John Hopkins University Summer Workshop 2003
John Hopkins University Summer Workshop 2003
Semantic Analysis Over Sparse Data
| Martin Holub | Kristiyan Haralambiev | Cassia Faria |
Jerry Cheng-Chieh Liu | Marco Cammisa |
Introduction: Semantic Analysis Over Sparse Data.
The aim of the task is to verify the feasibility of a machine learning-based semantic approach to the data sparseness problem that is encountered in many areas of natural language processing such as language modeling, text classification, question answering and information extraction.
The suggested approach takes advantage of several technologies for supervised and unsupervised sense disambiguation that have been developed in the last decade and of several resources that have been made available.
The task is motivated by the fact that current language processing models are considerably affected by sparseness of training data, and current solutions, like class-based approaches, do not elicit appropriate information: the semantic nature and linguistic expressiveness of automatically derived word classes is unclear. Many of these limitations originate from the fact that fine-grained automatic sense disambiguation is not applicable on a large scale.
The workshop will develop a weakly supervised method for sense modeling (i.e. reduction of possible word senses in corpora according to their genre) and apply it to a huge corpus in order to coarsely sense-disambiguate it. This can be viewed as an incremental step towards fine-grained sense disambiguation. The created semantic repository as well as the developed techniques will be made available as resources for future work on language modeling, semantic acquisition for text extraction, question answering, summarization, and most other natural language processing tasks.
The project will produce two things:
- a methodology for performing this type of tagging, with quanitative evaluation results and backed up by open source software that can be used to replicate our experiments at other sites (based partly on GATE);
- a resource of semantic tags applied to the British National Corpus, a widely-used resource of English language usage.
We chose the BNC because it is a very diverse set of texts, as is the Web. The next section discusses some of the motivation of the project relating partly to information processing in the age of the Web.
Gartner reported in 2002 that for at least the next decade more than 95% of human-to-computer information input will involve textual language. They also report that by 2012 taxonomic and hierachical knowledge mapping and indexing will be prevalent in almost all information-rich applications. The web revolution has been based largely on human language materials, and in making the shift to the next generation knowledge-based web, human language will remain key.
The Semantic Web (SW) is adding a machine-tractable layer to the natural language web of HTML. The Grid initiative is constructing infrastructure for distributed collaborative science, or e-science.
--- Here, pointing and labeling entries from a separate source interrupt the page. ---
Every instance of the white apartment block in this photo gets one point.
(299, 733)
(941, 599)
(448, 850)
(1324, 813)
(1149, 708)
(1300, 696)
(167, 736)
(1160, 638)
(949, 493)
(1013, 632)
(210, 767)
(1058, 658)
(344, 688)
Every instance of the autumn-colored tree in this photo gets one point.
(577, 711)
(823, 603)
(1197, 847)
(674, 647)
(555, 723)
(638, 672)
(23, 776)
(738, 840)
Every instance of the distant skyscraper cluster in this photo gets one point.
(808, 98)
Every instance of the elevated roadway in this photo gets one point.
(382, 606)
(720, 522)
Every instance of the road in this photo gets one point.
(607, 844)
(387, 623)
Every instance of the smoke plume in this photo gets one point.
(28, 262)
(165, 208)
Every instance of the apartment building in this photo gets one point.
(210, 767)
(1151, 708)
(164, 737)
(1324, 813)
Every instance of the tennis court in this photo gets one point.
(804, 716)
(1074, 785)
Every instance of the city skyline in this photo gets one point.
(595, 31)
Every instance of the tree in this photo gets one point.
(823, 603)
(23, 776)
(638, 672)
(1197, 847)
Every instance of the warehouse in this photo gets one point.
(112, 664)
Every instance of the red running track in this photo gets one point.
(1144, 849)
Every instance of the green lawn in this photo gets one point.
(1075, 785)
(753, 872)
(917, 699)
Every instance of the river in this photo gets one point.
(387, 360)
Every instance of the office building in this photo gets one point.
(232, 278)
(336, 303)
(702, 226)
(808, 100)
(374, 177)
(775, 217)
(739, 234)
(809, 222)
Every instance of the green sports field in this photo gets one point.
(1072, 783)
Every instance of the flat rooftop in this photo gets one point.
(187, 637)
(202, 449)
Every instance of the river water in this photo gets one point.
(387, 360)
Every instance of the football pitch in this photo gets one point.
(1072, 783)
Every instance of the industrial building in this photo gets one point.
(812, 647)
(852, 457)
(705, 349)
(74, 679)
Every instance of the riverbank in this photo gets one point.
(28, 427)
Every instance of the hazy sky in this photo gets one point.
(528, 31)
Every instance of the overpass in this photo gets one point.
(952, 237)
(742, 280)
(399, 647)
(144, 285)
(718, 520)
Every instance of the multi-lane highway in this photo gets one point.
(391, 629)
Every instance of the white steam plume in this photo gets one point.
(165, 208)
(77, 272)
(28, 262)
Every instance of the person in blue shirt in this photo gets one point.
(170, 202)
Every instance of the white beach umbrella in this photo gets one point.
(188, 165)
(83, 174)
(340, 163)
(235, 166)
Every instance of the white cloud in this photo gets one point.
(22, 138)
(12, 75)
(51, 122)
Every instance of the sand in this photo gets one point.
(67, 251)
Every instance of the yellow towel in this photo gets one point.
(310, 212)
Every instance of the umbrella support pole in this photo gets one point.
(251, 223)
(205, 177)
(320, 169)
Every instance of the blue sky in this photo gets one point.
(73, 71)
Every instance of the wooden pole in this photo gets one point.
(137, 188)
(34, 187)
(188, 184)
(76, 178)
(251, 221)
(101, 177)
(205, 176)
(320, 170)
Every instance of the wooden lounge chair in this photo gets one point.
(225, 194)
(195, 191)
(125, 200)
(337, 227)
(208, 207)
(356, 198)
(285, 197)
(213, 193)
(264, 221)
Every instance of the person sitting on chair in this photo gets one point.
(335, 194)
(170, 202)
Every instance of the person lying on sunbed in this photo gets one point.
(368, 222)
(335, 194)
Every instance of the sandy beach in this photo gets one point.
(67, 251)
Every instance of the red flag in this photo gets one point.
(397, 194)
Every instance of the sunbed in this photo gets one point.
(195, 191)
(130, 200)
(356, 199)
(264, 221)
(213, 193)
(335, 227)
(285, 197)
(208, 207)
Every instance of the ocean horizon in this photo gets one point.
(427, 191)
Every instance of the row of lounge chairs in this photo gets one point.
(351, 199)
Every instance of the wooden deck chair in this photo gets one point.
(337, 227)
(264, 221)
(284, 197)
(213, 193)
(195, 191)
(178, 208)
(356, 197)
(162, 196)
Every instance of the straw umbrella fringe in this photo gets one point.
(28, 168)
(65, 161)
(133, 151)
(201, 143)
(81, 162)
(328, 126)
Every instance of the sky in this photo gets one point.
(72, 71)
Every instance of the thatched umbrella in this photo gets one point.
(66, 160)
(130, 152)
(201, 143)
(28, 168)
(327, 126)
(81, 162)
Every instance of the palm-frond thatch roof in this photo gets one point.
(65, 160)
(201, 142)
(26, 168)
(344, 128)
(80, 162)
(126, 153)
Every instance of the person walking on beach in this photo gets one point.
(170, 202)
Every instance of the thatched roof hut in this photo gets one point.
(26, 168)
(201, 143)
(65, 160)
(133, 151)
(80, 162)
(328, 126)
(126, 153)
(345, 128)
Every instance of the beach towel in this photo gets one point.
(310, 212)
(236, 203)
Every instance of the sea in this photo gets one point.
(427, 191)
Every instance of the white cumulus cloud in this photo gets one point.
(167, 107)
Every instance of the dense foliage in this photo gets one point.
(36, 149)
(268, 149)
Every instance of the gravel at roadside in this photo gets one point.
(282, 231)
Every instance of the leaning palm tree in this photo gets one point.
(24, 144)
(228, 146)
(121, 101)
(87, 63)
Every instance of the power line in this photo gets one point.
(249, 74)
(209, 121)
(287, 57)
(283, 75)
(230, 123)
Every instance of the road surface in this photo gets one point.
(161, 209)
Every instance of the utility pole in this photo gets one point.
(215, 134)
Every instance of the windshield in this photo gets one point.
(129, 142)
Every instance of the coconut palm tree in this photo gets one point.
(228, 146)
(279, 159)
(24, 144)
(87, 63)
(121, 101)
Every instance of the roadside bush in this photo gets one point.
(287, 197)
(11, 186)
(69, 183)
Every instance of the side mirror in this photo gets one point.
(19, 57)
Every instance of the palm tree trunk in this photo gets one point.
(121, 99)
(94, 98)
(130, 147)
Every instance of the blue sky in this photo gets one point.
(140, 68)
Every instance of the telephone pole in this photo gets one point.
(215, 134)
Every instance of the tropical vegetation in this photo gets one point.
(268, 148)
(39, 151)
Web Services are driving the decomposition of monolithic software into flexible component sets that can be reconfigured to keep ahead in rapidly changing markets. The three areas are closely linked: web technology is essential to the Grid; the Semantic Web and the Grid are co-penetrating to form the Semantic Grid; Web Services underpin the next generation of the Grid in the Open Grid Services Architecture; Semantic Web Services (SWSs) allow dynamic construction of applications from component services, and better service description and discovery.
In each case the use of formal data enables automatic processing, for example by conceptual search engines or personal assistance agents, and it also leads to a certain amount of future-proofing: formal data is more easily repurposed than natural language data.
Together these developments represent the next stage of evolution for the web, distributed computing and collaborative science. Key to the success of the enterprise is the production and maintenance of formal data. The SW and SWSs rely on formal semantics in the shape of ontologies and related instance sets, or knowledge bases. Whereas the simplicity of HTML and the ubiquity of natural language led to the organic growth of the hypertext web, semantic data is harder to create and maintain. HLT provides the missing link between language and formal data, the glue to fix web services to their user constituency and enable easier enterprise integration.
As a practical example, experiments by Bertelsmann's Empolis knowledge technology arm indicate that using IE for semi-automatic indexing of documents can double throughput, e.g. for one client they reduced the average time spent on each document from 9 minutes to 4 minutes.
The web revolution has been based largely on human language materials, and in making the shift to the next generation knowledge-based web, human language will remain key.
The problem is that these are contradictory tendencies: the formal structures that are needed for semantics-based systems are quite different from human language, with all its ambiguity, messy and chaotic nature: how do we tackle this contradiction? A number of NLE techniques are relevant:
- Information Extraction (IE): from NL to formal data
- Adaptive IE: learning by example
- Ontology-based IE: annotate to user-supplied ontology
- Controlled-Language IE: simplify the interface
- (Multilingual) Natural Language Generation: documentation
In each case, a corpus of semantically tagged-data will improve the efficiency and portability of the technology.